3. Age-Based Restrictions and “Child-Free” Spaces
The Code prohibits discrimination in services on the basis of age only for persons aged 18 or older. In other words, service providers are entitled, under the Code, to restrict the services they provide to minors. However, a recent Tribunal decision has indicated that this provision of the Code can be an unjustifiable abridgement of the equality rights of children under the Charter of Rights and Freedoms.[72]
In any case, restrictions on services to children that have the effect of restricting the access to services for their parents may discriminate on the basis of family status. For example, in a British Columbia case, a restaurant that refused to allow customers with children to use its services, on the basis that other customers did not like being disturbed when children made a fuss, was found to have discriminated on the basis of family status.[73] Negative attitudes or intolerance towards children may lead to discriminatory behaviour towards families. It is the Commission’s position that services that bar access to families with children under a certain age may be violating the Code.
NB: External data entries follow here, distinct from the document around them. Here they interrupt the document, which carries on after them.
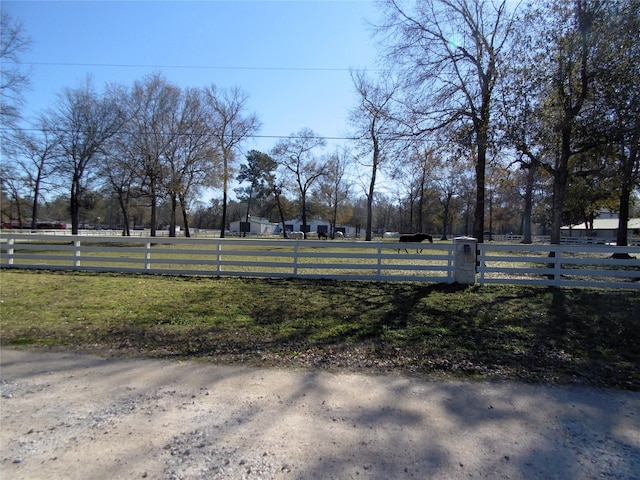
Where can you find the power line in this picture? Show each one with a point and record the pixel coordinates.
(194, 67)
(174, 134)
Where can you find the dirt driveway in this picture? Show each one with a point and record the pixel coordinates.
(69, 416)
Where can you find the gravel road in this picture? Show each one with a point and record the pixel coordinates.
(70, 416)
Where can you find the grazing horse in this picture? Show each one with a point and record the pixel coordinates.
(415, 238)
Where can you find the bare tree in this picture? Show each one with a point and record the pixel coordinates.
(36, 161)
(450, 52)
(230, 125)
(152, 102)
(295, 156)
(13, 79)
(376, 128)
(333, 188)
(189, 155)
(83, 122)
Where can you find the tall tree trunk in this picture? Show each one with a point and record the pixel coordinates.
(185, 216)
(225, 183)
(372, 184)
(528, 203)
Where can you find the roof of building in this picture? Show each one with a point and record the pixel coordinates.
(604, 224)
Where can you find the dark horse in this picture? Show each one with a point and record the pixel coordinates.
(414, 238)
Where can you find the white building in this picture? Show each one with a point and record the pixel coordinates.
(317, 225)
(605, 227)
(256, 226)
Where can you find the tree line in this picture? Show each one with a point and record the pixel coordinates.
(486, 116)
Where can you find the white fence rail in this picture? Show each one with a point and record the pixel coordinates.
(553, 265)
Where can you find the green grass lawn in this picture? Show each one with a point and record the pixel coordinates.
(494, 332)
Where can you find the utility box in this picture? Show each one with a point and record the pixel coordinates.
(464, 260)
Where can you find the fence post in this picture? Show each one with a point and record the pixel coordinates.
(76, 253)
(480, 264)
(557, 267)
(464, 260)
(147, 255)
(10, 243)
(218, 257)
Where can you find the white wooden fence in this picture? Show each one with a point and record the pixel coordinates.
(553, 265)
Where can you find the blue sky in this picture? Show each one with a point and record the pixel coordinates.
(291, 57)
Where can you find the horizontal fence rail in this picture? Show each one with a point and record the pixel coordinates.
(552, 265)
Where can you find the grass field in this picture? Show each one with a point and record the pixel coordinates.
(494, 332)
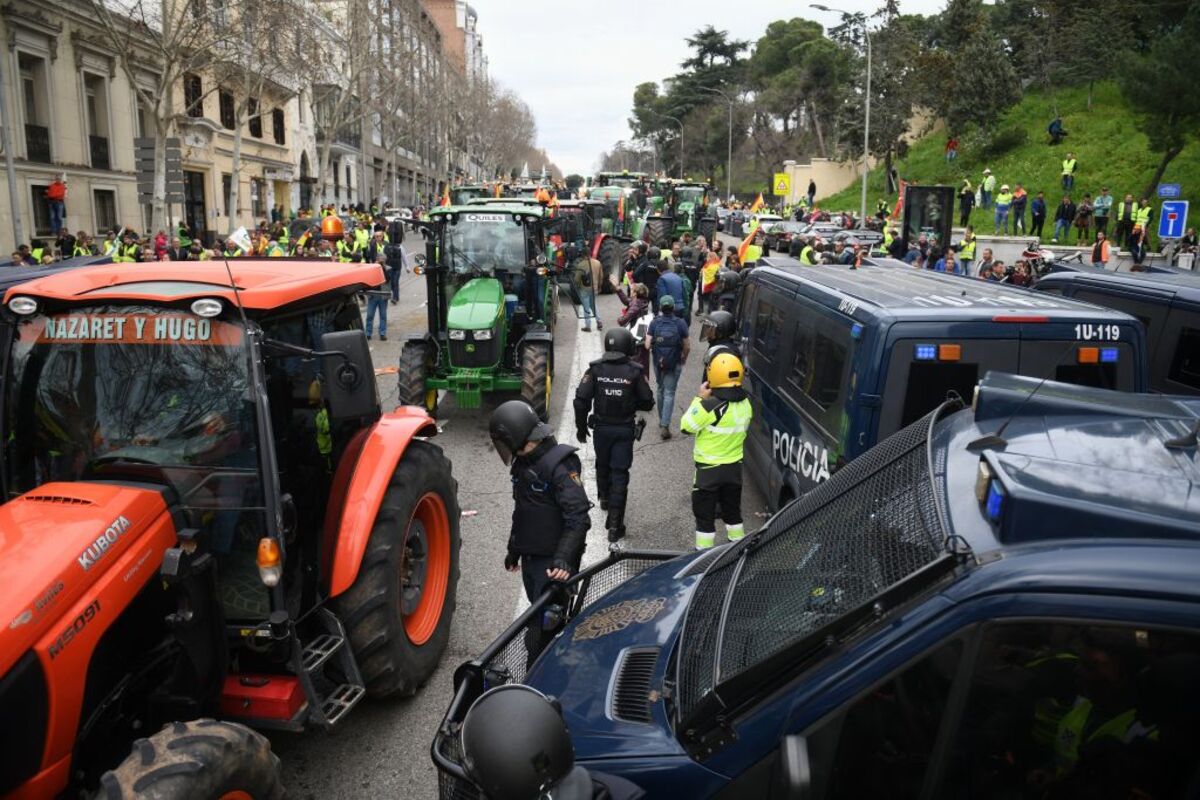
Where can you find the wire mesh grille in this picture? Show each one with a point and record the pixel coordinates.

There are, of course, valid reasons for treating minors differently than adults in some circumstances. It is legitimate to take steps to ensure that children do not have access to services or facilities that would compromise their safety or wellbeing. Where the health, safety or wellbeing of children would be put at risk, it is likely that a service-provider will have a bona fide reason for denying access to children. However, arbitrary age restrictions should not be used to enforce mere preferences for “child-free” spaces.
In some cases, behaviour that is typically associated with children may be incompatible with the nature of a particular service. For example, loud and persistent crying during a theatrical performance may substantially interfere with the ability of other patrons to hear and enjoy the performance. Children, like adults, vary in their behaviour, and judgements about children’s behaviour cannot necessarily be made beforehand. Rather than using age-based restrictions, it may be more appropriate to specify the essential requirements for accessing the service in question: those who cannot meet those essential requirements may be excluded, regardless of their age.
Example: A community swimming pool, rather than designating times for “adult swimming” and “family swimming”, designates times for “lane swimming” and “free swimming”. Children who are proficient swimmers, and adults who are boisterous, will each have access to the appropriate services.
The Code sets out specific exceptions where services may be denied on the basis of family status. Section 20(3) allows recreational facilities to restrict or qualify access to services or facilities and to give preference in membership dues or fees on the basis of marital and family status. This defence would likely protect a single’s club, for example. As well, section 18 permits religious, philanthropic, educational, fraternal or social institutions or organizations that are primarily engaged in serving the interests of persons identified by a prohibited ground to restrict membership or participation to those who are similarly identified.
[71] Eldridge v. British Columbia (Attorney General), [1997] 3 S.C.R. 624 at para. 79.
[72] Arzem v. Ontario (Ministry of Community and Social Services) (No. 6) (2006), 56 C.H.R.R. D/426 at para. 157 (HRTO).
[73] Micallef v. Glacier Park Lodge Ltd. (1998), 33 C.H.R.R. D/249 at para. 37 (B.C.H.R.T.).